Preface to the King James Version
Q-5b ❦ April 2009
This is a completely re-set edition of the preface. Several of the differences are of some weight: the Greek is left untransliterated; all the marginal references are restored as endnotes; the glossary is omitted; and three clauses inadvertently omitted in the first edition are restored (see my blog post for more information). The less scholarly reader may choose the first edition because of its greater simplicity; I believe, however, that this edition is better. Set with LaTeX in 10-point URW Garamond.
Cicero’s speech on behalf of Archias
Q-6 ❦ Not completed
This is one of Marus Tullius Cicero’s most famous speeches, second to his philippics against Catiline. Most of the speech is a sort of panegyric on literature; the case he was defending Aulus Licinius Archias against was a weak one.

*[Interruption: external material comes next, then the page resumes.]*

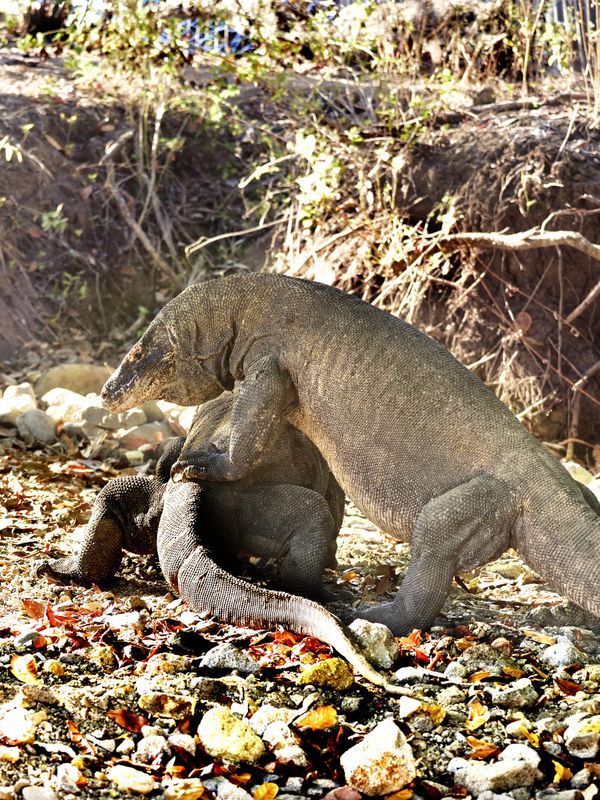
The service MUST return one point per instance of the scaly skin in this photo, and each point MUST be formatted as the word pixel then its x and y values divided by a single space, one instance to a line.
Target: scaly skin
pixel 289 508
pixel 417 441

Poems by the Vice & Virtue class of 2009
Q-7 ❦ February 2009
These verses were written by the students of Mr. William Walter’s class for elementary school students in 2009. The students were instructed to retell an instructive story in five four-line stanzas as an exercise in rhyme and metre. Set with LaTeX in URW Garamond.

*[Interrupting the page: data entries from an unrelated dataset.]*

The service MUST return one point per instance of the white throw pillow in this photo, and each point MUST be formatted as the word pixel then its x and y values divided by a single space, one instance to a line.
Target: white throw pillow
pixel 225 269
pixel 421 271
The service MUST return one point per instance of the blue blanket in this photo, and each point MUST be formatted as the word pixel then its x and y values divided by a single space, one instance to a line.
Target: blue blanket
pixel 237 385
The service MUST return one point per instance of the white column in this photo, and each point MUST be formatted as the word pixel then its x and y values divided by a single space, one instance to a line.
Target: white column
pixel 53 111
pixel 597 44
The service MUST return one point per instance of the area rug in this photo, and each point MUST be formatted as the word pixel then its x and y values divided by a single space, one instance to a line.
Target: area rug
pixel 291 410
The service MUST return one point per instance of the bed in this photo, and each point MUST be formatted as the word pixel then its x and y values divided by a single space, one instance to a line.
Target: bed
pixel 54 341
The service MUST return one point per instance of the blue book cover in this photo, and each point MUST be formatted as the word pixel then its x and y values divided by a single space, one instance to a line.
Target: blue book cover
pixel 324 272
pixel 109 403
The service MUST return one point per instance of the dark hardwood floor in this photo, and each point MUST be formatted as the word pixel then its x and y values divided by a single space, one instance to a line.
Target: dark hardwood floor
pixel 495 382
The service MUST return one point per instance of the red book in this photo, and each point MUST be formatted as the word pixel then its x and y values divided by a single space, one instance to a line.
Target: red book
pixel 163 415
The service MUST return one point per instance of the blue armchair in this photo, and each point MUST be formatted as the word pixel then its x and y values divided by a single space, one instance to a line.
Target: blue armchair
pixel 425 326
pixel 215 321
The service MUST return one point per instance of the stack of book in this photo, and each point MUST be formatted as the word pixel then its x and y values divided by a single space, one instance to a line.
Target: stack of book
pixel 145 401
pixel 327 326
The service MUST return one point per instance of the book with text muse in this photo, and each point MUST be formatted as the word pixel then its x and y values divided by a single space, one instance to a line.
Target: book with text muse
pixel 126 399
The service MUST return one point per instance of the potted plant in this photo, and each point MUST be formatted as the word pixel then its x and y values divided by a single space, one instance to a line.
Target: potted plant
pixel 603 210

How to be a man; How to be a lady
Q-8 ❦ September 2009
This edition comprises two works by the New England clergyman and writer Harvey Newcomb, written for boys and girls, respectively. These two works were published simultaneously, and because the majority of the text in the two works is identical, they are here brought together into one volume. Set with XeLaTeX in 11-point Minion. Available as a soft-cover or hard-cover volume, or as an ebook.
Sextodecimos
Sextodecimos are numbered with the letter S; each of these is one-eighth the size of a sheet of letter paper (2¾″ × 4¼″). Booklets may be produced by cutting the sheet into quarters and folding each fourth. These may then be assembled and bound with staples.
A guide to Mamdi
Mamdi is a spoken code for English—sort of like Pig Latin but on a more advanced level. Mamdi has changed a lot since it began. Its history is marked by three publications: the original cheat sheet, The New Mamdi, and A Guide to Mamdi. This little booklet is somewhat defective; for example, it does not treat the English letters g and q properly, does not indicate the alphabetical order of clicks, and does not indicate hardening of fricatives to indicate English consonant clusters (e.g. sináki for sink). However, I do not plan to revise it, for as Mamdi is above Pig Latin, so is Esperanto above Mamdi, and I plan to speak Esperanto fluently in the near future. Set with OpenOffice in Cambria.
An alternate orthography edition (S-2b) is also available, which replaces certain special characters with digraphs.